Banks’ November NPL ratio lowest in 8 months — BSP data

By Luz Wendy T. Noble, Reporter
PHILIPPINE BANKS’ asset quality improved for a third month in a row in November as the industry’s gross nonperforming loan (NPL) ratio fell to its lowest since March 2021.
Preliminary data from the Bangko Sentral ng Pilipinas (BSP) showed banks’ NPL ratio stood at 4.35% as of November, easing from the 4.42% as of Oct. but still above the 3.81% a year earlier.
The November bad loan ratio matched the 4.35% in April and is the lowest in eight months or since the 4.21% logged in March.
The industry’s NPL ratio has dropped after reaching a 13-year high of 4.51% in July and August, after the easing of pandemic-related restrictions allowed businesses to expand operational capacity.
BSP data showed bad loans as of November slipped by 0.43% to P481.879 billion from P483.98 billion in the prior month. However, it was still higher by 19% from the P404.687 billion seen in the same month a year earlier.
Lenders’ total loan portfolio grew by 4.3% year on year to P11.08 trillion as of November.
“The absolute amount of bad loans continued to climb as firms and households are still faced with challenging economic conditions. The NPL ratio, however, dipped as new loan growth picked up amidst the economic reopening,” ING Bank N.V. Manila Senior Economist Nicholas Antonio T. Mapa said in an e-mail.
Earlier released central bank data showed lending by big banks rose by 4% in November, marking the fourth straight month of annual growth and the fastest since the 4.7% in 2020. Lending for production activities increased by 5.3%, although retail borrowings was still down by 7.1%.
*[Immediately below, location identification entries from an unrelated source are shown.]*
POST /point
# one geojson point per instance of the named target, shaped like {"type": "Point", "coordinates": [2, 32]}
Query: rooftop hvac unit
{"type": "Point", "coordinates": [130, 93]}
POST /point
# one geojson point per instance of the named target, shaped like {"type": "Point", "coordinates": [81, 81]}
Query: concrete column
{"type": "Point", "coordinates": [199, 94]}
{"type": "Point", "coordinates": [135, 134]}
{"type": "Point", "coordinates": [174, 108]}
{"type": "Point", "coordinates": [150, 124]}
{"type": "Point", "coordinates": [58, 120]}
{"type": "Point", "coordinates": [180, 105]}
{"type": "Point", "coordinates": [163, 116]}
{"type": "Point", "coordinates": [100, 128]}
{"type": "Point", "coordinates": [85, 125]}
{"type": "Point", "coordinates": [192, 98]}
The government placed Metro Manila under the more relaxed Alert Level 2 in November.
Meanwhile, past due loans as of November rose by 11.5% to P567.511 billion from P507.687 billion a year earlier. These accounted for 5.12% of the total loans, up from 4.78% a year ago.
In the same month, restructured loans more than doubled year on year to P344.896 billion from P139.614 billion. This brought its ratio to 3.11% of banks’ gross loan portfolio, from 1.31%.
Lenders’ loan loss reserves jumped by 19% year on year to P419.862 billion from P352.733 billion. These buffers are equivalent to 3.79% of the total loans.
NPL coverage ratio — which indicates banks’ allowance for potential losses due to bad loans — was a tad lower at 87.13% from 87.16% a year ago.
The BSP earlier said the NPL ratio could reach 5-6% by end-2021 before peaking at 8.2% by 2022.
While banks’ asset quality gradually improved due to the economy’s reopening, Mr. Mapa said the ongoing Omicron wave may force another lockdown.
“Although the declining trend in NPL is a welcome sign, [it] may be too early to say this ratio has peaked as we enter another bout of alert levels with the current surge threatening to force authorities to tighten up further,” Mr. Mapa said.
UnionBank of the Philippines, Inc. Chief Economist Ruben Carlo O. Asuncion said the Omicron surge is clouding the outlook for asset quality of banks, although he is optimistic this will have a “shorter impact” than previous waves.
“The improving outlook is being clouded by the Omicron effect. However, this may have a shorter impact compared to previous surges. We think that the Omicron surge may be higher but quicker to dissipate,” Mr. Asuncion said in a Viber message.
The Philippines is experiencing a surge in coronavirus disease 2019 (COVID-19) infections, which experts said is likely due to more transmissible Omicron variant. New infections rose by 28,007 on Tuesday, with active cases now at 181,016.